Halep had to save break points in the first game of the second set, but was able to extricate herself from the situation by moving the tall Czech around and forcing her into errors. Pliskova could not figure out how to adjust her game in order to counteract the exquisite defense and acute angles by the Romanian, and dropped serve in the next game to give Halep an early break advantage.

"I think she's just using my speed, that's the problem," said Pliskova. "I try to play fast, but I think she likes this. She doesn't have to give any power, like, into her shots. She just uses my speed. Then in the end, I'm the one who is running. It doesn't make sense," she said with a smile.

Pliskova held for 3-1 to stop the nine-game winning streak that Halep had put together, but the damage had been done. The Czech tried to power her way into extending the match, but her serve was off, and unforced errors were her downfall.

Halep said the run of games "gave me confidence that I can finish the match in that way. But still when you win so many games in a row, it's a bit of danger there. I had to stay very focused. I knew that at 4-1, even if I lost that game, I have to take the next one, which I did. [It] was great."

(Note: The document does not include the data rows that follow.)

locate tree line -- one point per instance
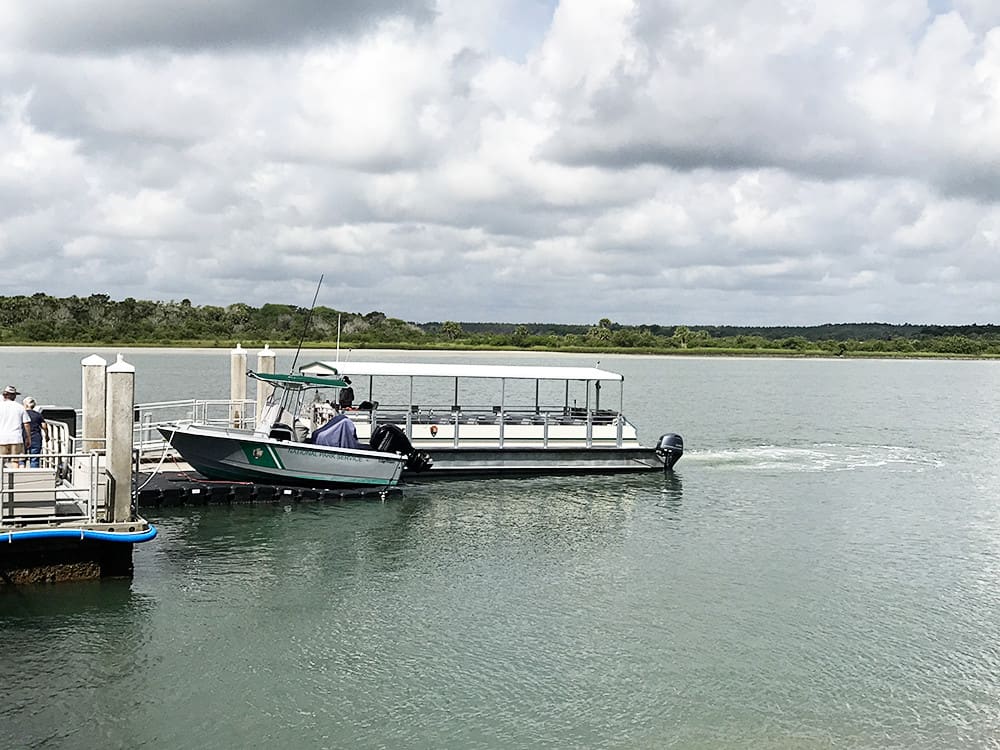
(40, 318)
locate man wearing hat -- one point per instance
(14, 423)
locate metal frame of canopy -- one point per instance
(502, 373)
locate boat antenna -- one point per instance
(305, 328)
(338, 337)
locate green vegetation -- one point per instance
(98, 319)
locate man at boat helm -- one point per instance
(14, 424)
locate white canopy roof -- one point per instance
(524, 372)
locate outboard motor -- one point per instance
(389, 438)
(670, 448)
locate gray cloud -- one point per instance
(113, 26)
(716, 162)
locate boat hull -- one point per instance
(237, 455)
(480, 462)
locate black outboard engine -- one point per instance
(389, 438)
(670, 448)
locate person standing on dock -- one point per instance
(14, 424)
(346, 398)
(36, 429)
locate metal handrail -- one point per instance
(68, 487)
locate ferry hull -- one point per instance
(235, 455)
(481, 462)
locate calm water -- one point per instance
(823, 571)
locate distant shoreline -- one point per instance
(700, 352)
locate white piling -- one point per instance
(266, 361)
(118, 428)
(237, 385)
(93, 402)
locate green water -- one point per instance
(823, 571)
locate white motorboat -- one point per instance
(279, 451)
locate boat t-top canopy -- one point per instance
(328, 380)
(497, 372)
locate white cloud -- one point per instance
(730, 161)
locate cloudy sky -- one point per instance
(711, 162)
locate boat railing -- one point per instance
(62, 488)
(219, 412)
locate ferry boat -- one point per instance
(281, 450)
(481, 420)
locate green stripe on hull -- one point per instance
(262, 455)
(241, 474)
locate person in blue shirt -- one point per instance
(37, 429)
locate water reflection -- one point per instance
(71, 655)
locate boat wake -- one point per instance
(818, 457)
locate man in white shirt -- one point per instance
(14, 424)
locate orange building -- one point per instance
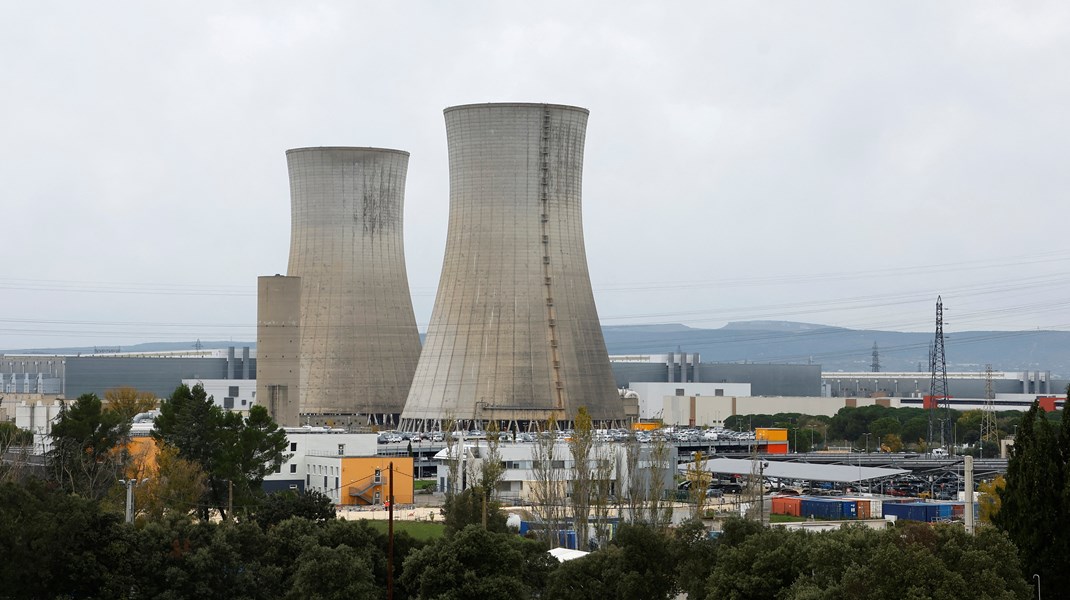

At 5-2, a forehand miscue from Pliskova gave Halep a break point which doubled as match point, and a final forehand error by the Czech into the net sent Halep into the semifinals.

Despite stating that Halep has a handle on her game, Pliskova does not think the Romanian will go much further. "Every match is different story -- I don't think she's going to win it," said Pliskova. "I think Kerber is better now."

As for Halep, she will feel pleased with her semifinal appearance after surviving an injury scare in her opening match, and multiple match points against her in the third round versus Lauren Davis.

"After that [Davis] match, I said that it was a huge win for me," Halep told the press. "Also for this tournament, also in general, because I could resist those tough moments during the match. Also I could see that my ankle is okay, to run and to play so long. I got a lot of confidence."

"Also I got a little bit of, you know, courage to go forward, it doesn't matter the score," Halep continued. "I think that match was really important for me. Also, it's the beginning of the year, and I have so many months ahead. I'm ready and I feel stronger now mentally."